2024年7月19日金曜日

2024年7月14日

 2024年7月14日 聖霊降臨節第9主日礼拝説教要旨

「この人のするままに」 小笠原純牧師

  ヨハネによる福音書 12:1-8節

 今日は「きてみて・れいはい」にいらしてくださり、ありがとうございます。

 わたしの好きな中国の笑い話に、「氷がにげた」という話があります。「南の国の、しょうしょう頭のたりない男が、北の国のおよめさんをもらった。あるとき、およめさんを自分の家において、ひとりで、およめさんの家に行って、はじめて、氷というものをくった。こいつはうまい、ひとつおよめさんにおみやげにしようと、そっと紙につつんで、ふところに入れて家に持って帰った。「おまえの里に、とてもおいしいものがあったので、おまえに食べさせたいと思って持ってきたよ」。ふところをさがして、氷をつつんでおいた紙ぶくろをとりだしたが、「おや、これは・・・・・・・。あいつめ、小便をしてにげてしまった」」(P90)(『中国の笑いばなし』、学燈社)。この男の人は、愚かだけれども、愛があります。

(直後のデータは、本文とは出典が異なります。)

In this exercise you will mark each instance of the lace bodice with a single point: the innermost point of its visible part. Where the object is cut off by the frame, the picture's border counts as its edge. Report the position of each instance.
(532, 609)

わたしもできれば、「愚かだけれども、愛がある」世界に生きていたいと思います。

 「合理的ではないけれども、そこには愛がある」という話は、ほかにもあります。わたしがこの「氷がにげた」という話を読んで思い出した話は、オー・ヘンリーの「賢者の贈り物」という話です。

 マリアはイエスさまの足に高価な香油を注ぎ、髪の毛でその足をぬぐいました。それをみてイスカリオテのユダは、「なぜ、この香油を三百デナリオンで売って、貧しい人々に施さなかったのか」とマリアを叱り飛ばします。しかしイエスさまは「この人のするままにさせておきなさい」と言われました。イエスさまはマリアに対して、「何かもっとふさわしいものを」とか、「常識的な役に立つことを」というふうに言われませんでした。

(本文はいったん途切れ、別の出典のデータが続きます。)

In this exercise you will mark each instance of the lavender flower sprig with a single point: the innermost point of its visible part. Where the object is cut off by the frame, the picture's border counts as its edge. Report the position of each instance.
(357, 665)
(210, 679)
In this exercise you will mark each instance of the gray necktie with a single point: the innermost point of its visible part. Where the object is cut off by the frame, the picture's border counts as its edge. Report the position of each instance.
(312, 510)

 イエス・キリストは私たちに「この人のするままにさせておきなさい」と言ってくださっています。イエス・キリストは私たちが、「りこうであるから、役にたつから、配慮があってすばらしい人であるから」、私たちを受け入れてくださるのではありません。また「もう少しりこうになったら、もう少し役に立つことができるようになったら、もう少し配慮を身につけなさい」と言っておられるのでもありません。「この人のするままに」、「あなたをそのままで受け入れているんだよ」というふうに言っておられます。

 私たちは「この人のするままに」というイエスさまの温かい言葉に支えられながら生かされています。